In turn, this means that this difference can be relatively important for std::shared_ptrs, which can be bigger than raw pointers and std::unique_ptrs.

But is that (passing std::shared_ptrs by const& if they are "heavy") the only usecase for passing pointer arguments by const&?

As regards the observation that the pointer aspect of the question is unnecessary, I think that when talking of non pointer-like data types, it's kind of easy to see the biggest advantage (or one of the biggest advantages) of passing them by value vs by const&: in both cases you protect the actual entity at the call site, but in the latter you avoid copying a potentially huge object.

For pointer-like entities such as raw pointers and smart pointers, I look at them as things which are meant to be at least similar in size to each other, with the std::shared_ptr allowed to diverge from the similarity.

Anyway, if we are dealing with obviously small raw pointers and std::unique_ptrs and small std::shared_ptrs, so that we can consider the aforementioned advantage of passing by const& negligible, is there any other reason why I might want to pass them by const&?

CodePudding user response：

Without a reference you cannot overload a function based on constness of the parameter:

void foo(int* const) { /* do something */ }
void foo(int*) { /* do something else */ }  // error : redefinition of foo

But you can do so with a const/non-const reference:

void bar(int*&) { std::cout << "non-const\n";}
void bar(int* const&) { std::cout << "cosnt\n";}

int main() {
    int* y = nullptr;
    int* const x = nullptr;
    bar(y);
    bar(x);
}

CodePudding user response：

To answer the title of your question, for raw pointers, no. Passing by a pointer by reference is usually more expensive, and if it's a const reference you can't use it to modify the caller's pointer anyway so there's no benefit (and I really don't know what @463035818_is_not_a_number is getting at, who would want ever such overloads?)

For a smart pointer it's different. std::unique_ptr cannot be passed by value at all (since the copy constructor is deleted) so you can either pass by reference (if you just want to get at what it's pointing to) or you can move from it (to transfer ownership). And in fact, there's not really much point in passing it by const reference since you can pass my_unique_ptr.get() as a raw pointer - by value - and not lose anything.

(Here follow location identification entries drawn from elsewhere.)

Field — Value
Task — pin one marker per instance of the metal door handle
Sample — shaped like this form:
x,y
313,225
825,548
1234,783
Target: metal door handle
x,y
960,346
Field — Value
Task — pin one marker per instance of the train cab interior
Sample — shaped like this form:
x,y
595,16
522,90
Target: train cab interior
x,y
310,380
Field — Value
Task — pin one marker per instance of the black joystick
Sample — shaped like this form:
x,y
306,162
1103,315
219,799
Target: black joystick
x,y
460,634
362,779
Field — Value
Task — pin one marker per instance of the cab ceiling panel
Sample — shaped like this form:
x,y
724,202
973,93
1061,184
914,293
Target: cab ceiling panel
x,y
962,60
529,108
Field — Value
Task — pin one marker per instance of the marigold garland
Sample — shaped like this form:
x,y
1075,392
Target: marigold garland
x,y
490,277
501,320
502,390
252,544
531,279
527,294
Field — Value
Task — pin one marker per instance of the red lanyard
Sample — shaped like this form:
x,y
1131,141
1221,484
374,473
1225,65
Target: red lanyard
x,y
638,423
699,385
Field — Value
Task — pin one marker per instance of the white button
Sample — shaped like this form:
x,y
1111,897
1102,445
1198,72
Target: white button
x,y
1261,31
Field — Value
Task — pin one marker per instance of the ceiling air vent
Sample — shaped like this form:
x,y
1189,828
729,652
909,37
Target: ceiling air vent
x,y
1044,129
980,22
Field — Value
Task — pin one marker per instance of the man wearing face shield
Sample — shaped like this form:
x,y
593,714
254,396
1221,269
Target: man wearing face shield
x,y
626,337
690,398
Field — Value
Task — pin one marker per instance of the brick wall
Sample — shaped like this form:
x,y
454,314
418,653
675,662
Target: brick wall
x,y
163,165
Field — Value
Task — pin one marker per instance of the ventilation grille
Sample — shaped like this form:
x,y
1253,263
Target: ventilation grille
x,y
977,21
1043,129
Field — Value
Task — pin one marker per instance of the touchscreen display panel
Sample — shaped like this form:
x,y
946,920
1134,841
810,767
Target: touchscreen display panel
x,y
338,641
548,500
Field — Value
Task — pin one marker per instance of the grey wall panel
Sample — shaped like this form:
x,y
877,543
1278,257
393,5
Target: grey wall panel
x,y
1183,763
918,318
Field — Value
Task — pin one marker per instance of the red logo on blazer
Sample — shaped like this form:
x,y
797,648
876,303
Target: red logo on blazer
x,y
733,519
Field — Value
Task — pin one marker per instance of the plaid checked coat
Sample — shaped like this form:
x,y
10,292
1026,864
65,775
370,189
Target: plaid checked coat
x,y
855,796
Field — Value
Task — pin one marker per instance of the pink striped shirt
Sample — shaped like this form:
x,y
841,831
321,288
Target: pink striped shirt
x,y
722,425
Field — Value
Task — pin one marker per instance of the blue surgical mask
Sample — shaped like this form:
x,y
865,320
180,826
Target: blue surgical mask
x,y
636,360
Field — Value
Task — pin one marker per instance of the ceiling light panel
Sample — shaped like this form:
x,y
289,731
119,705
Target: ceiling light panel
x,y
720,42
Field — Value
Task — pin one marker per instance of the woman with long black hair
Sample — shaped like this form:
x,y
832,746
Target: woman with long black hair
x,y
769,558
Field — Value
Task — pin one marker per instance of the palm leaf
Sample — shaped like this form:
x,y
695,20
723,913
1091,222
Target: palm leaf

std::shared_ptr can be passed by value, but doing that will bump the reference count (and then decrement it again when the copy goes out of scope), and there is a cost associated with that so you might want to pass it by const reference since that may well be cheaper. But, again, if the function you're calling is non-owning, why not just pass a raw pointer? This is the cheapest option of all.

The only reason to copy a shared_ptr is to make sure that the pointer it is managing does not disappear out from beneath you, and that implies you're hanging on to it for some reason (so-called 'shared ownership'). So yes, if that's the semantics you want, pass it by const reference and make a copy at the receiving end.